Initially, a 2010 opening date was scheduled, but there,
too, financing issues halted the project in 2008. Genting acquired the site in
2013 and resumed construction two years later.
"Once you go past the Wynn and Fashion Show Mall, you're
in a construction zone," said Mehmet Erdem, an associate professor at the
University of Nevada-Las Vegas' William F. Harrah College of Hospitality. "If
you're a visitor from out of town, you'll either turn around or take a taxi
downtown. I think that four years out, that place is going to be happening."
The Drew development is also notable because of Marriott's
currently limited brand exposure along the Strip compared with hotel-casino
specialists like Caesars Entertainment, Las Vegas Sands and MGM Resorts
International. None of Marriott's legacy brands are represented along the
Strip.
In fact, Marriott's only Strip properties are the 3,028-room
Cosmopolitan, which is part of its Autograph Collection soft brand, and the
289-room W Las Vegas, which was reflagged in 2016 from what had been one of the
SLS Las Vegas' towers. The W brand was owned by Starwood Hotels & Resorts
when that company was acquired by Marriott in 2016.
Roxanne Boryczki, president of AZ Trails Travel in Fountain
Hills, Ariz., said, "The whole Marriott casino concept doesn't fit into my
traditional view of Marriott. But the Cosmopolitan is a great hotel, so if
[Unwin] is going to take what he knows to help launch the property, that will
definitely be an advantage."
What remains to be seen is whether or not demand will meet
the additional room supply in Las Vegas, which, at 149,000 rooms, represents
the country's largest hotel market.
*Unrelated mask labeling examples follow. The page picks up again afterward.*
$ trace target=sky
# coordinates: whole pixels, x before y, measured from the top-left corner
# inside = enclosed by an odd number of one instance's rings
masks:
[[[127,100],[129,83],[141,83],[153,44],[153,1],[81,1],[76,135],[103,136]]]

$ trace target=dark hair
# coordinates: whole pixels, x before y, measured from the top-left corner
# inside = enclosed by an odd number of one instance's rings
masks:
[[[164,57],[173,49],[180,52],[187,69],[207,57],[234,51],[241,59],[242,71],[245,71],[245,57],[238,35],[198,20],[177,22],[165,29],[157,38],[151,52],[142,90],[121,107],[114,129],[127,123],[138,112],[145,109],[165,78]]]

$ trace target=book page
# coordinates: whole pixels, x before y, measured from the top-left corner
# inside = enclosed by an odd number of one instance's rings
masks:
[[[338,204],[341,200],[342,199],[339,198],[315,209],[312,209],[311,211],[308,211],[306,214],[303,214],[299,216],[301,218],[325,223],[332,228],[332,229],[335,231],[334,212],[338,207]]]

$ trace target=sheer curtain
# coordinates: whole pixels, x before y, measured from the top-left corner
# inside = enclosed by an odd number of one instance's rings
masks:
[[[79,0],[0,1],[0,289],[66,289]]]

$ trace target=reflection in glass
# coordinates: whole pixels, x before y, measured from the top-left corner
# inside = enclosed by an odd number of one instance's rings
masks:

Last year, Las Vegas was nearly matching
2016's record visitor numbers until Oct. 1, when a heavily armed gunman fired
on a country music concert from the Strip's Mandalay Bay hotel, killing 58
people and injuring 851.
By the end of the year, 2017 visitor numbers had fallen 1.7%
from the previous year, to 42.2 million, according to the Las Vegas Convention
& Visitors Authority.
Erdem said that the northern Strip projects account for "a
lot of rooms" and warned of potential speed bumps, such as a spike in oil
prices, that could further curtail Las Vegas's visitor numbers.
But he also said that current expansion and renovation plans
for the Las Vegas Convention Center might further drive demand.
And he noted that even as numbers of visitors slowed, last
year's occupancy among Strip hotels was 90%.
"Other cities would give an arm and a leg for that,"
he said.
CORRECTION: The Cosmopolitan has 3,028 rooms; an incorrect number of rooms appeared in an earlier version of this article.